A Fan Writer Footnote

John Scalzi’s name was missing from the slate of nominees for the 2009 Best Fan Writer Hugo, an outcome he invested sincere effort to achieve, actively drawing his readers’ attention to the work of other fans during the nominating phase. Still, I’d thought it would be impossible for him to shed all the momentum produced by winning the Hugo in 2008 and falling just one vote shy of a victory in 2007.

So I posed the question, had he received a nomination and declined it? Scalzi graciously answered:

No. I was simply not nominated this year. I did spend a fair amount of time during the nomination window encouraging people not to nominate me and to instead nominate other folks who were new and/or had not previously won the category, so I can’t say that I was surprised not to be nominated. I can say that had I been nominated, I would have declined the nomination (although had I declined, I would not have commented until after the the awards ceremony).

2 thoughts on “A Fan Writer Footnote

  1. I’m surprised that you’re commenting about Scalzi not being nominated in Best Fan Writer given that his blog army managed to get him nominated in three other categories: Best Novel for the third volume in a series, Best Related Book, and Best Dramatic Presentation, Long Form, for something called METAtropolis.

  2. Well, it’s the fannish questions that interest me most. Looking over this year’s Hugo finalists I wondered about the status of Electric Velocipede and why last year’s Best Fan Writer winner wasn’t nominated.

    I asked Scalzi precisely because he has enthusiastic supporters — he had urged them to vote for other good fan writers but it might have been possible that the only way he could have kept himself off the ballot was to decline, and I wanted to give credit where it’s due. As it happened, they followed his wishes to that extent, though as Cheryl Morgan notes Scalzi didn’t succeed in channeling their enthusiasm to produce any first-time Best Fan Writer nominees.

    I’m not surprised, for as someone whose blog was linked from Scalzi’s list of recommendations, I got literally just half-a-dozen click-throughs from it.

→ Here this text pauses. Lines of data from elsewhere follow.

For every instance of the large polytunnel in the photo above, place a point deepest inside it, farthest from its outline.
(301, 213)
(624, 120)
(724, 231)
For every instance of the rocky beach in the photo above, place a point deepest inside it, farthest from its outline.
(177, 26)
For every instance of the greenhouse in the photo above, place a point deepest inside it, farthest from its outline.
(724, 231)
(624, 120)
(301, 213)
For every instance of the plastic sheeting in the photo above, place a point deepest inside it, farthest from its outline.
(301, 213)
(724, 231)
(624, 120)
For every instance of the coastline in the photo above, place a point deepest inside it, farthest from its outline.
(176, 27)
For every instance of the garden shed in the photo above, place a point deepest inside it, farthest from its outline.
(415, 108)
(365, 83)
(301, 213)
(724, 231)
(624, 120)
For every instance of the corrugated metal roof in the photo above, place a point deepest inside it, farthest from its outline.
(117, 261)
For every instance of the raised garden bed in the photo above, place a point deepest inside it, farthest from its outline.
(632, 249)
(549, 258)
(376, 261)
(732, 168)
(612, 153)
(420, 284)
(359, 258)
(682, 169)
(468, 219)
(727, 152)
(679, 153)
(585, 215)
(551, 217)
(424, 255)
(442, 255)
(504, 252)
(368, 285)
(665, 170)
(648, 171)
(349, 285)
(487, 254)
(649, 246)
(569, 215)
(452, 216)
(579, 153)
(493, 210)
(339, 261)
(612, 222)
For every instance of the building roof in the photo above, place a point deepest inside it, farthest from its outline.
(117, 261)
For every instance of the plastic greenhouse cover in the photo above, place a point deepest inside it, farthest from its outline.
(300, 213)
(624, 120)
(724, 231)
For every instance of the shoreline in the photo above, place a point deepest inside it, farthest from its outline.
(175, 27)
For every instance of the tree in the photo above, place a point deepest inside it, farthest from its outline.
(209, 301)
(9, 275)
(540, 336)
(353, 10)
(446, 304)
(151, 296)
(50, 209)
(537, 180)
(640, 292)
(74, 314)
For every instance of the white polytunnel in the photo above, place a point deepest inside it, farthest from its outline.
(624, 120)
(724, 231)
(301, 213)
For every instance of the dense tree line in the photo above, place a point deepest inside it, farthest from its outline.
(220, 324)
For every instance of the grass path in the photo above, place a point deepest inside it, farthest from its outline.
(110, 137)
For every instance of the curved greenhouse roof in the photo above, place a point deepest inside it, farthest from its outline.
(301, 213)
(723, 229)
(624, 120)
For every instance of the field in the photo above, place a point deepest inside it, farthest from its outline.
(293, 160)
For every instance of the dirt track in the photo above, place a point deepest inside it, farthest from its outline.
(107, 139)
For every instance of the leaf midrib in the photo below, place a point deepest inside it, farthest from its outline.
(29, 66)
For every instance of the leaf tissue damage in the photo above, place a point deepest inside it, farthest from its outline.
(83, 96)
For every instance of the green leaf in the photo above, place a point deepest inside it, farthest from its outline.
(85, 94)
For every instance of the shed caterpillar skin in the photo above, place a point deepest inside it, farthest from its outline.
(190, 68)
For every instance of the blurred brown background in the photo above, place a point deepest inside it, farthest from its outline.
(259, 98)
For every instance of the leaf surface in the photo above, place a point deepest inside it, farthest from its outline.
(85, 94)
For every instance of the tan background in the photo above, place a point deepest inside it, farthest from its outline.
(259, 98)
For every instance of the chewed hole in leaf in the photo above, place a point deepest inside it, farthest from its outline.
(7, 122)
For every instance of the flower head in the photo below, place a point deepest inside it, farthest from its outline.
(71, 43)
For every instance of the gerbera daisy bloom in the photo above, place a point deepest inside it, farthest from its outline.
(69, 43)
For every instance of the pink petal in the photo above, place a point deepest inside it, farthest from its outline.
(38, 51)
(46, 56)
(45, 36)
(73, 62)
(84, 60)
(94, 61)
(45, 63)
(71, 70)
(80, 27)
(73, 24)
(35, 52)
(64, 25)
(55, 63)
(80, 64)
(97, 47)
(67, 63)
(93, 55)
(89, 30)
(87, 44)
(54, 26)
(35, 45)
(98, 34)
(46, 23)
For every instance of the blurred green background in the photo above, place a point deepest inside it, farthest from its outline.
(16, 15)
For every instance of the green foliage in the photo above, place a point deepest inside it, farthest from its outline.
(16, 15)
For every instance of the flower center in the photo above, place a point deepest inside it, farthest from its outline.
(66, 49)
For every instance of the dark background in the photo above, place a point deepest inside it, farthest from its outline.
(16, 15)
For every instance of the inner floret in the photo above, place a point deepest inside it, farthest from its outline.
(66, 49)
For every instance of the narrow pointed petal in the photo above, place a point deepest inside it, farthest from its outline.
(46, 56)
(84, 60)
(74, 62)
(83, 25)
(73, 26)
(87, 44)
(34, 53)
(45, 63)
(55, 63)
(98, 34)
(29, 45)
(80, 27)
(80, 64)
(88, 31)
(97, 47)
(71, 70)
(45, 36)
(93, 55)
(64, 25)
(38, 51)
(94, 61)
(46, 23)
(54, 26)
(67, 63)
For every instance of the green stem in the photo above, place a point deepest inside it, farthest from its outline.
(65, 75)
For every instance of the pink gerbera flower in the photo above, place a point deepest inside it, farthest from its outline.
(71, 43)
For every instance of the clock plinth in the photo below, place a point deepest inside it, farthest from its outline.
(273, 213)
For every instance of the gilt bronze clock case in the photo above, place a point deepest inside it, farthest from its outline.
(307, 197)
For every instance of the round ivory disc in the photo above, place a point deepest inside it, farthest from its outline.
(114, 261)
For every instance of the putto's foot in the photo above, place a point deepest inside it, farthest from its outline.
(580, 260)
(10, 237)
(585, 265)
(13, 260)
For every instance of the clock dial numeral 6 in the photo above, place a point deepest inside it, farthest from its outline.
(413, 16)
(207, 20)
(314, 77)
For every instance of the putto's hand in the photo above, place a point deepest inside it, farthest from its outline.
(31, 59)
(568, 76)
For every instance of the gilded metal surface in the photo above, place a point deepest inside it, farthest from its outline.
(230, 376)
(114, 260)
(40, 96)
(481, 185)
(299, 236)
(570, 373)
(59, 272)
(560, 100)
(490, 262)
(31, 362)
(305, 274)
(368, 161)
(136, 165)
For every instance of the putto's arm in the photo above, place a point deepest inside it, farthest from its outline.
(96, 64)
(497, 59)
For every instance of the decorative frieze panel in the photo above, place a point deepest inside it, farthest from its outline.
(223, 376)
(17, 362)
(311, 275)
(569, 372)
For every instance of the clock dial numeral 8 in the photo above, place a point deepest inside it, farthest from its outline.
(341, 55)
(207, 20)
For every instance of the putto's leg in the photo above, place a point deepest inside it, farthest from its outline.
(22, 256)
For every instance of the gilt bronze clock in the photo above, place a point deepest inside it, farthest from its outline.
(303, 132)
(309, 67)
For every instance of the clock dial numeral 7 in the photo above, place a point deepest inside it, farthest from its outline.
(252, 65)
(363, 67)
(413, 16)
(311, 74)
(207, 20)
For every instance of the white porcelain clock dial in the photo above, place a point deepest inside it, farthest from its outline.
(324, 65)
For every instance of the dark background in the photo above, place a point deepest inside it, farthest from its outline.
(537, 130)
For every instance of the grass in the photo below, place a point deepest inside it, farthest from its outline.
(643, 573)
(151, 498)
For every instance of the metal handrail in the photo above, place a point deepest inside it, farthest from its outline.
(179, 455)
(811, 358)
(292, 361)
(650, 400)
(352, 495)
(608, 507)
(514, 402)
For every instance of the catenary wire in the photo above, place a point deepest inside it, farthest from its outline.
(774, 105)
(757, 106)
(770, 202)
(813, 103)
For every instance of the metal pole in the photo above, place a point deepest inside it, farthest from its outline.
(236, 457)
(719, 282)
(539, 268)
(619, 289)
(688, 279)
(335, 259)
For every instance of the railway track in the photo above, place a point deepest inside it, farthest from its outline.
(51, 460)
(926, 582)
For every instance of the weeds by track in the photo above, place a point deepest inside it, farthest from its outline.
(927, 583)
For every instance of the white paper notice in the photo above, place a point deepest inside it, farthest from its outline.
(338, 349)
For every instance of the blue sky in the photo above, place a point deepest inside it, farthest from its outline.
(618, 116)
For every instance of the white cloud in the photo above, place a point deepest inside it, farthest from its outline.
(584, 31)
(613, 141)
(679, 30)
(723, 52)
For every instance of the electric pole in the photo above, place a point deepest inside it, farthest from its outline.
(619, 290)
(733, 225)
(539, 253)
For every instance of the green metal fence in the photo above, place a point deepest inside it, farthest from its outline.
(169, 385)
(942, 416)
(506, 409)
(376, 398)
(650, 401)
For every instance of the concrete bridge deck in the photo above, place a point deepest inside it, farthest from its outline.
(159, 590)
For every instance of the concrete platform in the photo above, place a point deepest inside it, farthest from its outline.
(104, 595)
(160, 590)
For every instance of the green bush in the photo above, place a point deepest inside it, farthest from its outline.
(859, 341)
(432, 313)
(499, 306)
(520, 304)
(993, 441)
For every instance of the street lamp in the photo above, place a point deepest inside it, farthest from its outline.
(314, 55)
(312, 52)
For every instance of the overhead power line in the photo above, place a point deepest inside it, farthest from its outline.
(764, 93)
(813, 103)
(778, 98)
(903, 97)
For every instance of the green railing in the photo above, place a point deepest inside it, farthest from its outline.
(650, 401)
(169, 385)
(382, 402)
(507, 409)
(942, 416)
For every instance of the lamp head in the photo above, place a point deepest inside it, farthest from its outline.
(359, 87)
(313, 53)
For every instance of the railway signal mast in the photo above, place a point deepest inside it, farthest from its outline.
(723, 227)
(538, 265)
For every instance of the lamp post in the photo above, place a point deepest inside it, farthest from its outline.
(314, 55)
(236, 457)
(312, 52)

    Many fans read Whatever, but only a few of them are Hugo voters. When you look at last year’s final report on Hugo nominations, it’s evident there is no “blog army” at work, nor massive numbers of votes available to be channeled to other prospective nominees. In 2008, Scalzi got 43 nominations for Best Fan Writer — more than anyone else, but not an “army.” His novel got 41 nominations — no “army” at work there, either. In comparison, File 770 got 33 nominations.

    This kind of analysis shows me that if I want to be a Best Fan Writer nominee again I may have to resort to desperate measures — like writing better!